# My pigeon make sound



## AmPidzi (Aug 26, 2021)

Hi, over 5 days got Sentine pigeon very young 1 Year old and some few months, now he is reffusing to eat out of hand but willing to make very close eye contact or even in some small case be touched and then he flys aways and is back in his nest.

Yesterday he started one sound to make contstantly almost its like wuhu,wuhu,wuhu or wuu, wuuu, wuu without on end quak, am tryed some vids and post but not good help, he still refusing to get closer to me but only face contact works great. Any ideas? How can am understand sound what he is meaking and meaning of it.

Thank you all


----------



## FeatheredBeauties85 (Aug 25, 2021)

Did you feed and poke? My pigeoon doesn’t reply anymore. I’ve become so lonely and pigeoony just won’t acknowledge me, now my salamander is also giving me some seriously salty vibes. Be happy your pigeoon makes a sounds, you and your sweet pigeoon are blessed.

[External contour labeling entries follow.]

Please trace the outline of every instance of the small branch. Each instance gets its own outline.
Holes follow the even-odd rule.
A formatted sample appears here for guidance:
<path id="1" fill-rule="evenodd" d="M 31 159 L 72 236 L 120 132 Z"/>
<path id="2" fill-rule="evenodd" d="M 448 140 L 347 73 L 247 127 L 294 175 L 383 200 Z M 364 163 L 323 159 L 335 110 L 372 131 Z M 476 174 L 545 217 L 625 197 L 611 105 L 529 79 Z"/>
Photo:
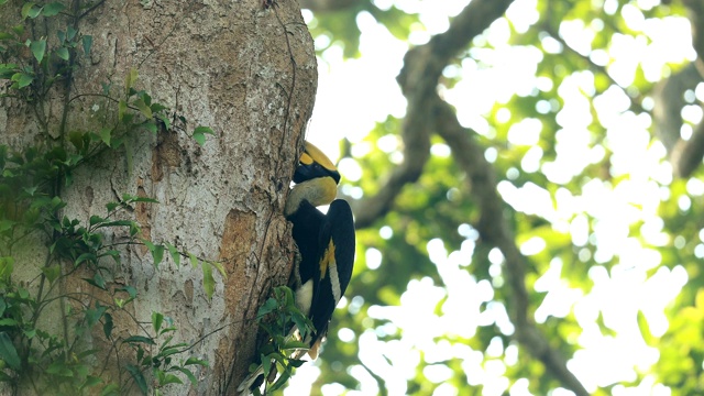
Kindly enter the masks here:
<path id="1" fill-rule="evenodd" d="M 370 227 L 386 215 L 405 185 L 415 183 L 430 156 L 432 125 L 428 109 L 435 97 L 438 79 L 450 59 L 466 48 L 472 38 L 501 18 L 513 0 L 474 0 L 454 18 L 450 29 L 433 36 L 426 45 L 415 47 L 404 57 L 398 84 L 408 99 L 408 109 L 402 127 L 404 162 L 396 167 L 376 196 L 353 205 L 358 229 Z"/>

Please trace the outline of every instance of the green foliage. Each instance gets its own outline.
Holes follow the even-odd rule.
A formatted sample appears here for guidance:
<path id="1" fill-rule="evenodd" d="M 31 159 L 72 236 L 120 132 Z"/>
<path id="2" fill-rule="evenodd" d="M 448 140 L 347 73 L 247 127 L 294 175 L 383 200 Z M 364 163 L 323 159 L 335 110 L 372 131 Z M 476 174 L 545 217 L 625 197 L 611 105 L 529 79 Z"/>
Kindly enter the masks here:
<path id="1" fill-rule="evenodd" d="M 139 73 L 133 68 L 117 96 L 112 84 L 103 84 L 102 92 L 69 98 L 62 123 L 50 125 L 44 113 L 47 95 L 58 81 L 70 81 L 80 64 L 78 57 L 90 55 L 92 37 L 79 31 L 79 16 L 70 14 L 62 2 L 23 2 L 21 10 L 8 10 L 6 3 L 0 1 L 0 12 L 16 11 L 21 21 L 7 29 L 0 26 L 0 85 L 7 87 L 0 98 L 21 99 L 31 107 L 46 141 L 20 152 L 0 145 L 0 382 L 15 388 L 30 384 L 36 394 L 66 395 L 125 394 L 134 387 L 144 395 L 160 395 L 169 384 L 184 384 L 183 378 L 194 385 L 195 370 L 208 363 L 188 356 L 190 344 L 174 341 L 177 328 L 170 318 L 153 312 L 148 329 L 131 316 L 128 307 L 139 294 L 133 286 L 113 282 L 121 264 L 119 249 L 146 246 L 155 267 L 165 251 L 177 266 L 180 256 L 188 256 L 195 266 L 202 266 L 204 288 L 210 298 L 215 293 L 212 268 L 224 277 L 222 265 L 170 243 L 142 238 L 140 224 L 130 220 L 129 213 L 136 205 L 157 204 L 155 199 L 123 195 L 121 200 L 107 204 L 103 215 L 85 222 L 63 215 L 67 202 L 61 194 L 72 186 L 77 168 L 106 151 L 122 150 L 131 169 L 130 139 L 135 133 L 173 133 L 183 130 L 187 120 L 138 89 Z M 38 35 L 37 23 L 45 30 L 62 23 L 64 28 Z M 95 130 L 78 131 L 66 123 L 67 112 L 77 111 L 70 102 L 81 97 L 98 98 L 103 109 L 99 114 L 102 123 Z M 193 133 L 200 145 L 205 134 L 213 132 L 198 127 Z M 42 241 L 46 241 L 43 262 L 23 261 L 18 267 L 15 258 L 29 244 Z M 15 279 L 20 272 L 25 279 L 33 268 L 33 280 Z M 61 286 L 76 276 L 81 276 L 88 292 L 67 292 Z M 63 322 L 64 331 L 47 327 L 47 320 L 55 319 Z M 138 331 L 124 336 L 134 331 L 130 329 Z M 102 364 L 96 364 L 100 351 L 81 346 L 80 341 L 91 334 L 100 334 L 111 345 L 101 356 L 117 356 L 125 348 L 134 351 L 133 362 L 118 359 L 120 377 L 116 382 L 101 377 Z"/>
<path id="2" fill-rule="evenodd" d="M 294 370 L 304 364 L 298 358 L 308 350 L 308 344 L 300 340 L 315 330 L 310 319 L 296 306 L 290 288 L 278 286 L 272 294 L 256 312 L 256 321 L 267 334 L 267 341 L 257 351 L 266 382 L 265 395 L 282 388 Z M 256 367 L 252 364 L 251 371 Z M 260 389 L 254 393 L 260 394 Z"/>

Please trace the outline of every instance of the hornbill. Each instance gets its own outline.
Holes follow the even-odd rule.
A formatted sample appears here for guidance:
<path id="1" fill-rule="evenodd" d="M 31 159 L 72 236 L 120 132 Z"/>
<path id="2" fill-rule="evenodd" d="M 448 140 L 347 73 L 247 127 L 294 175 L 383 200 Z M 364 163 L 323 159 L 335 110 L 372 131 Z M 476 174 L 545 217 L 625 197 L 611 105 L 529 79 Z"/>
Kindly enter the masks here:
<path id="1" fill-rule="evenodd" d="M 310 345 L 310 358 L 316 359 L 334 307 L 352 277 L 354 220 L 350 205 L 334 199 L 340 173 L 330 158 L 311 143 L 306 142 L 294 183 L 284 216 L 294 224 L 293 237 L 300 253 L 295 276 L 296 305 L 315 328 L 304 342 Z M 330 207 L 324 215 L 316 208 L 328 204 Z M 238 391 L 252 388 L 262 373 L 260 366 L 240 384 Z"/>

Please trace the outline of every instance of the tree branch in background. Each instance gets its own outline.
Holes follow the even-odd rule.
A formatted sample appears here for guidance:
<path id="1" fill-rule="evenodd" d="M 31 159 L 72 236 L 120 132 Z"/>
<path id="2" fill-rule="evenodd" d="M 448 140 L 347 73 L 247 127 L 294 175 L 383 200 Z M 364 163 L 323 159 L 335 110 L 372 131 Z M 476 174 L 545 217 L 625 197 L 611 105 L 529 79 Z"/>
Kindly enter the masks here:
<path id="1" fill-rule="evenodd" d="M 426 45 L 410 50 L 404 57 L 404 68 L 398 84 L 408 100 L 408 109 L 402 128 L 404 162 L 382 183 L 377 195 L 358 201 L 356 228 L 370 227 L 386 215 L 406 184 L 415 183 L 430 156 L 429 102 L 436 96 L 438 79 L 451 57 L 466 48 L 471 40 L 481 34 L 492 22 L 501 18 L 513 0 L 474 0 L 454 18 L 450 29 L 433 36 Z"/>
<path id="2" fill-rule="evenodd" d="M 496 190 L 494 168 L 484 158 L 484 151 L 474 141 L 474 131 L 463 128 L 450 106 L 436 97 L 433 108 L 437 132 L 444 139 L 454 161 L 470 176 L 472 196 L 481 208 L 476 229 L 482 239 L 498 248 L 506 260 L 505 275 L 510 287 L 508 310 L 516 326 L 515 339 L 526 348 L 534 359 L 544 364 L 548 371 L 578 396 L 590 393 L 568 370 L 564 356 L 550 346 L 529 316 L 528 290 L 526 289 L 527 260 L 518 250 L 516 239 L 504 216 L 505 204 Z"/>
<path id="3" fill-rule="evenodd" d="M 356 224 L 358 228 L 371 226 L 391 209 L 404 185 L 418 179 L 430 155 L 430 133 L 438 132 L 470 176 L 473 196 L 482 209 L 476 227 L 482 239 L 497 246 L 506 258 L 507 285 L 510 288 L 507 306 L 516 326 L 515 338 L 563 386 L 583 396 L 588 392 L 568 370 L 564 356 L 550 346 L 529 316 L 525 284 L 527 260 L 518 250 L 504 217 L 505 204 L 496 190 L 494 169 L 484 158 L 483 150 L 474 143 L 474 132 L 460 125 L 455 112 L 437 94 L 438 79 L 451 58 L 501 18 L 510 3 L 512 0 L 474 0 L 452 21 L 446 33 L 406 54 L 398 76 L 398 84 L 408 100 L 402 130 L 404 163 L 391 174 L 382 193 L 358 202 L 364 210 L 355 211 Z"/>
<path id="4" fill-rule="evenodd" d="M 694 61 L 694 66 L 698 72 L 696 74 L 697 81 L 693 81 L 693 85 L 688 87 L 688 89 L 694 89 L 696 88 L 696 84 L 702 81 L 702 76 L 704 76 L 704 26 L 702 26 L 704 1 L 685 0 L 683 3 L 690 10 L 689 18 L 692 23 L 692 44 L 694 45 L 694 51 L 696 51 L 697 54 L 697 57 Z M 675 76 L 672 76 L 670 79 L 674 77 Z M 678 98 L 676 100 L 682 101 L 682 98 Z M 681 110 L 681 108 L 678 109 L 675 114 L 680 113 L 679 110 Z M 680 131 L 678 130 L 676 133 L 679 138 Z M 704 120 L 700 121 L 698 125 L 696 125 L 690 140 L 679 140 L 678 144 L 670 153 L 670 162 L 672 163 L 674 175 L 682 178 L 689 177 L 697 167 L 700 167 L 700 165 L 702 165 L 703 157 Z"/>

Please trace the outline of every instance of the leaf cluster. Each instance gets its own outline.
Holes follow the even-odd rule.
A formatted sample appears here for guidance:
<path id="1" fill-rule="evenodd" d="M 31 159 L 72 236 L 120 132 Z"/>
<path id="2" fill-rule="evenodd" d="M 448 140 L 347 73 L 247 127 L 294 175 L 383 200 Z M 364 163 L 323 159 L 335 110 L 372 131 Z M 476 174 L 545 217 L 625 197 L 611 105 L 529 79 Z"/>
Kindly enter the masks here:
<path id="1" fill-rule="evenodd" d="M 310 319 L 296 306 L 289 287 L 278 286 L 272 294 L 256 312 L 260 328 L 267 334 L 267 341 L 257 351 L 266 382 L 264 394 L 282 388 L 294 370 L 305 363 L 298 359 L 308 351 L 308 344 L 302 340 L 315 331 Z M 256 369 L 256 364 L 251 366 L 251 371 Z M 253 391 L 261 393 L 258 388 Z"/>

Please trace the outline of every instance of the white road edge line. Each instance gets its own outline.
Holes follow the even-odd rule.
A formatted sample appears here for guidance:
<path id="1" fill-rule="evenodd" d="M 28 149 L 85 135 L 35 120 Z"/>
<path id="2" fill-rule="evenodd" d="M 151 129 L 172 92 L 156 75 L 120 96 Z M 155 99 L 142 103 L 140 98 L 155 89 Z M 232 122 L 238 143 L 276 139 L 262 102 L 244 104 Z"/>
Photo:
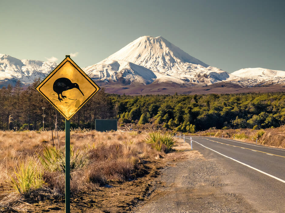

I am also starting a podcast, which is 1 hour of my favourite pigeoon sounds, can have sample?

spread your wings,
FB85


----------



## AmPidzi (Aug 26, 2021)

FeatheredBeauties85 said:


> Did you feed and poke? My pigeoon doesn’t reply anymore. I’ve become so lonely and pigeoony just won’t acknowledge me, now my salamander is also giving me some seriously salty vibes. Be happy your pigeoon makes a sounds, you and your sweet pigeoon are blessed.
> 
> I am also starting a podcast, which is 1 hour of my favourite pigeoon sounds, can have sample?
> 
> ...


Am to happy about sounds and he now respone on my helo or similar when am enter room where he lives with me, but wish to now more in deept what is meaning in that and why he is going in circle one time and go away and come back, but dont allow hand near him


----------



## 9toes (Apr 4, 2012)

He needs a mate!


----------



## Marina B (May 5, 2011)

Definitely calling for a mate.


----------



## AmPidzi (Aug 26, 2021)

He started today to make quak on end when he is in nest and when am say hello he fest very happy and go circle motions


----------



## Marina B (May 5, 2011)

Sounds as if he is courting you!


----------



## AmPidzi (Aug 26, 2021)

Marina B said:


> Sounds as if he is courting you!


Idk if thats bad think or good 🤧 tbh


----------



## Marina B (May 5, 2011)

Get him a female!


----------